The Myth and Why I Believed It
I can’t really condemn the quality of sex education in my home state. Maybe this topic was covered but I missed that week in elementary school because I was in the hospital. And I missed it in middle school because I was home schooled. And I missed it in high school because my teacher wanted to talk about alcohol instead. (He was later fired for failing to follow the curriculum.)
The vast majority of my knowledge about sex (prior to having any) came from online sex stories. I thought the hymen was deep in the vagina and that inserting a penis for the first time would cause sharp pain, tearing, and bleeding. I shouldn’t be surprised that online sex stories have gotten female anatomy wrong. It certainly wouldn’t be the first time. I’ve also read stories that located the clitoris deep in the vagina and the g-spot in a variety of strange places. And I’ve read a surprising number of stories where women pee out of their vaginas. But this business with the hymen is so much more ubiquitous. Every scene that features a woman’s first time is painful. And it isn’t just amateur fiction. I’ve only read a handful of romance novels, but it’s there too. I just recently read 50 Shades of Grey and her first time had the same sharp pinching pain and bloodied the sheets.
It made sense to me that the hymen must be inside the vagina deeper than my fingers could reach. I could put my fingers in with no trouble at all. And I thought an intact hymen must be a reasonably good metric for virginity otherwise no one would ever think to use it as a test. Hanging out bloody sheets the next morning wouldn’t be a thing. I had heard that certain physical activities like horseback riding could break the hymen, but I’d never done anything like that. And the sharp pain and bleeding seemed like something I would have noticed. So as far as I knew, I had an intact hymen, deep in my vagina, that would be torn when I had sex for the first time.

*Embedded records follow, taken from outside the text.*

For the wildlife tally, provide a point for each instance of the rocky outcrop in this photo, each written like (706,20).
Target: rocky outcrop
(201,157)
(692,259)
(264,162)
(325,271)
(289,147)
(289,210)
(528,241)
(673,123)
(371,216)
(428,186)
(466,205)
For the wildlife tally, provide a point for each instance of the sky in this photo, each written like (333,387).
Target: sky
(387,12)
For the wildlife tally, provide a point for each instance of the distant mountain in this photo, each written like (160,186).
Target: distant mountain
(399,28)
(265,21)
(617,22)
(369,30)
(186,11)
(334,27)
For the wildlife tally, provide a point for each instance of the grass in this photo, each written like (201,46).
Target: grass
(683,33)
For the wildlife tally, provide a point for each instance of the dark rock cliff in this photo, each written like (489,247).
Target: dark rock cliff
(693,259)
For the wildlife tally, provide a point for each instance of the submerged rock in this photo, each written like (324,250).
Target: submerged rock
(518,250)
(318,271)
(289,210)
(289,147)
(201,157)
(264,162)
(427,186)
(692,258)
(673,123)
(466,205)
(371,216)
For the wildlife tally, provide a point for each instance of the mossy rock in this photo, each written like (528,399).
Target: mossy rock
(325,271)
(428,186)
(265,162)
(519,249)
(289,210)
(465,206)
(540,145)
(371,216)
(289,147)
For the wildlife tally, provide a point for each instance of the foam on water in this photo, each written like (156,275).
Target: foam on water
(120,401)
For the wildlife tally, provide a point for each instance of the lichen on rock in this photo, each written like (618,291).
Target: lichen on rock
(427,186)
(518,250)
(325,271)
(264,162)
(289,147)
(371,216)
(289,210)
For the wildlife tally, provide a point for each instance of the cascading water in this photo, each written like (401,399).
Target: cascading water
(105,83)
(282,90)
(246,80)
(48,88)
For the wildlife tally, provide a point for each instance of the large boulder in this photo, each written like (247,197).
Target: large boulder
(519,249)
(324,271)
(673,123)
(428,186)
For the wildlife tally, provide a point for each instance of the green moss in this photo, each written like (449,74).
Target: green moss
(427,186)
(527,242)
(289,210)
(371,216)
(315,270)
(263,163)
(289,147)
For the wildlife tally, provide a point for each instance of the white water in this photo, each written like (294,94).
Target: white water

For most women, the hymen is a thin, crescent-shaped membrane at the opening of the vagina. Some women have more obstructive configurations. In rare cases the opening is completely covered and requires minor surgery to allow menstrual blood to escape. But for most women it’s not in the way. You just need to be relaxed and aroused and stretch it gently. It doesn’t need to tear.
The state of a woman’s hymen is an incredibly poor method of determining if she’s ever had sex. It can be broken by activities unrelated to sex, and sexual intercourse can leave it intact. If the hymen is elastic, it can return to its “virginal” state, especially after a long period without any stretching. Or it might form stretched, wrinkly remnants called carunculae myrtiformes. Or it might not be visible at all.
My boyfriend had been fingering me vigorously for weeks. My hymen was well out of the way. I had no reason to be afraid, but I was. And like many women, I wasn’t as relaxed as I could have been because I was anticipating that pain. This fear of pain can end up causing it. If she’s not relaxed, her vaginal muscles are tight and penetration is painful. And they don’t stop when it hurts because they think it’s supposed to.
I was lucky that my first time was just weird and a little uncomfortable. I didn’t have any pain. I thought that was incredibly strange. Maybe I’d broken my hymen without realizing it? Maybe during all that aforementioned vigorous fingering? I’d never heard of a woman not having a painful first experience.
But the truth is I haven’t heard many nonfictional accounts of a woman’s first time. I’ve read countless fictional versions of the story. And I think the story of the powerful man and the innocent, virginal woman is more exciting when he hurts her. I think that’s why it dominates fiction and so many people are so woefully misinformed. I’d like to see more people talking about the actual facts and challenging this ubiquitous lie that causes unnecessary pain and fear.